Weddington, who still lives in Austin, Texas, where she was living back then, believes that at least one justice is likely to retire in the next four years, giving whomever is president a key appointment to the court.

The Republican presidential nominee-apparent, Sen. John McCain, is anti-choice, while Democratic contenders Hillary Clinton and Barack Obama are pro-choice.

Was this beautiful young lawyer frightened when she faced the justices? “Scared? Of course. If you’re not scared you’re not sensible.”

The anonymous “Roe” in the case, who claimed she had been raped, never had an abortion and gave birth to a child before the case was decided. Opponents of Roe v. Wade have objected that the decision lacked a solid Constitutional basis. In recent years, “Roe,” Norma McCorvey, has joined the anti-abortion movement and barnstormed the nation speaking against the decision. She moved to reopen the case but a court refused, saying that it was moot.

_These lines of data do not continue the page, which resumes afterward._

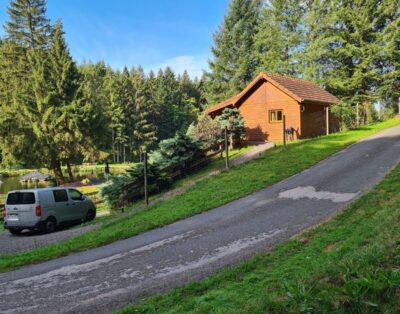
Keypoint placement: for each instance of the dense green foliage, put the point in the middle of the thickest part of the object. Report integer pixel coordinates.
(69, 114)
(206, 130)
(128, 187)
(180, 150)
(233, 121)
(351, 48)
(271, 167)
(347, 265)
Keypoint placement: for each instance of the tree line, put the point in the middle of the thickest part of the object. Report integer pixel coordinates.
(351, 48)
(54, 112)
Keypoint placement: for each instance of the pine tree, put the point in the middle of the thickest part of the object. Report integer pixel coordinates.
(280, 37)
(28, 25)
(66, 101)
(352, 48)
(232, 66)
(95, 114)
(144, 134)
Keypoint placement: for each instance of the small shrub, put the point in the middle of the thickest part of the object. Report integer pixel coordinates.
(233, 120)
(179, 150)
(208, 131)
(129, 187)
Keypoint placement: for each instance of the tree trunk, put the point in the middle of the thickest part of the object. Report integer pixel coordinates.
(70, 174)
(56, 167)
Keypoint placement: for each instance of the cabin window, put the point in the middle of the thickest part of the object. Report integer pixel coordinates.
(275, 115)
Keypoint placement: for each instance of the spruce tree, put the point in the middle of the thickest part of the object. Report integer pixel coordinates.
(351, 48)
(66, 101)
(232, 65)
(144, 134)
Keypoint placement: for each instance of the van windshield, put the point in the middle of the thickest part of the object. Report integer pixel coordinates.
(20, 198)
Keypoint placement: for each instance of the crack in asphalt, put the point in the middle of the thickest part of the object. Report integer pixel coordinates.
(106, 278)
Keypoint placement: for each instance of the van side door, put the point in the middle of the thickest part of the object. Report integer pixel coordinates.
(62, 207)
(79, 206)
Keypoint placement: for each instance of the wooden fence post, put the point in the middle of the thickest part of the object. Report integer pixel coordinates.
(357, 116)
(146, 196)
(226, 148)
(327, 120)
(284, 130)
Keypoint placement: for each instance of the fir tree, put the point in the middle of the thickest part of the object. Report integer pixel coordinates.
(232, 66)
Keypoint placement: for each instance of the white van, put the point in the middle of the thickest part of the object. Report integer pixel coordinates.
(45, 209)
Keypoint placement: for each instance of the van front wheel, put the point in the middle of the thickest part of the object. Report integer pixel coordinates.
(15, 231)
(91, 214)
(50, 225)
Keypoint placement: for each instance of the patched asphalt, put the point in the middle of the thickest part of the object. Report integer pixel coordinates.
(106, 278)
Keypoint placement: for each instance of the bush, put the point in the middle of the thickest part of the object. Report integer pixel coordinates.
(207, 130)
(233, 120)
(179, 150)
(129, 187)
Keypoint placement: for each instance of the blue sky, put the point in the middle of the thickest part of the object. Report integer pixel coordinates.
(152, 33)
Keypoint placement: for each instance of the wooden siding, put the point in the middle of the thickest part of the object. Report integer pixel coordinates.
(313, 121)
(255, 111)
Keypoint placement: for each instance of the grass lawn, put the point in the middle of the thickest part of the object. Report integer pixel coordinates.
(275, 165)
(350, 264)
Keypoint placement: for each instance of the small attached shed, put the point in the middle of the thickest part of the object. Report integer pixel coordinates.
(269, 97)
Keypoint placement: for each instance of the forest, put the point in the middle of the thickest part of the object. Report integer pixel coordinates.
(56, 112)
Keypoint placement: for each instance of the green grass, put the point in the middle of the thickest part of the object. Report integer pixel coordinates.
(275, 165)
(350, 264)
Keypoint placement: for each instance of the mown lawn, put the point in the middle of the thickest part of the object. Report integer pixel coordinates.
(350, 264)
(275, 165)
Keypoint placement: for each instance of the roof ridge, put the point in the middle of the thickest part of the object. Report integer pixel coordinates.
(290, 77)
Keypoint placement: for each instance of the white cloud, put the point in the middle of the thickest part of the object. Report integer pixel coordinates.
(194, 65)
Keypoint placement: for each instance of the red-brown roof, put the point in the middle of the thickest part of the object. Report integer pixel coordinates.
(300, 90)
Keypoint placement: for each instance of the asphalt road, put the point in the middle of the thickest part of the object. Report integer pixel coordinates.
(109, 277)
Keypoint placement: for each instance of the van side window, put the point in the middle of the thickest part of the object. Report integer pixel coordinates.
(20, 198)
(75, 195)
(60, 195)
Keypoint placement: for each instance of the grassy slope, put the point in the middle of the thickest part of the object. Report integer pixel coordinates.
(348, 264)
(273, 166)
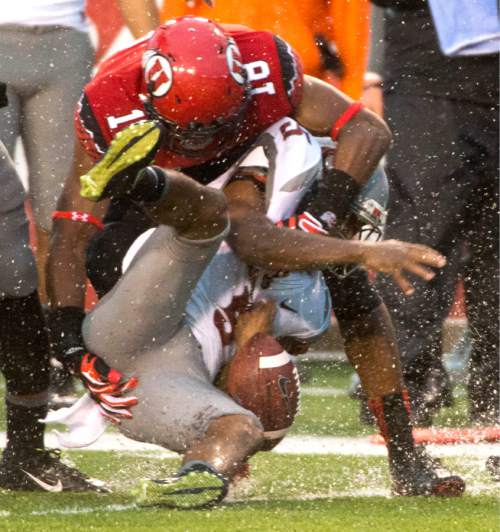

Weddington, a University of Texas law school graduate, was elected to the Texas legislature in late 1972 and was sitting in her office a few weeks later when the New York Times called with the astonishing news. She’d won. Women had won.

Weddington was re-elected three times before leaving to become the first woman general counsel for the U.S. Department of Agriculture under President Jimmy Carter. “I did a lot of work trying to save wild and scenic rivers.” Then she went to the White House as an assistant to the president. “Then Carter lost and we left.”

Looking back, the soft-spoken Weddington said, “It was a time when women were challenging restrictions and opening opportunities. I was part of that generation. Women couldn’t even get a credit card in their own names. At the University of Texas (in the mid-1960s) the policy was that no woman could be given birth control unless it was within six weeks of a wedding date.”

She started out as a primary school teacher but soon saw her future as an attorney. She wrote a 1992 book about the case: A Question of Choice: The Lawyer Who Won Roe v. Wade, and spends her time lecturing and teaching at the U of Texas.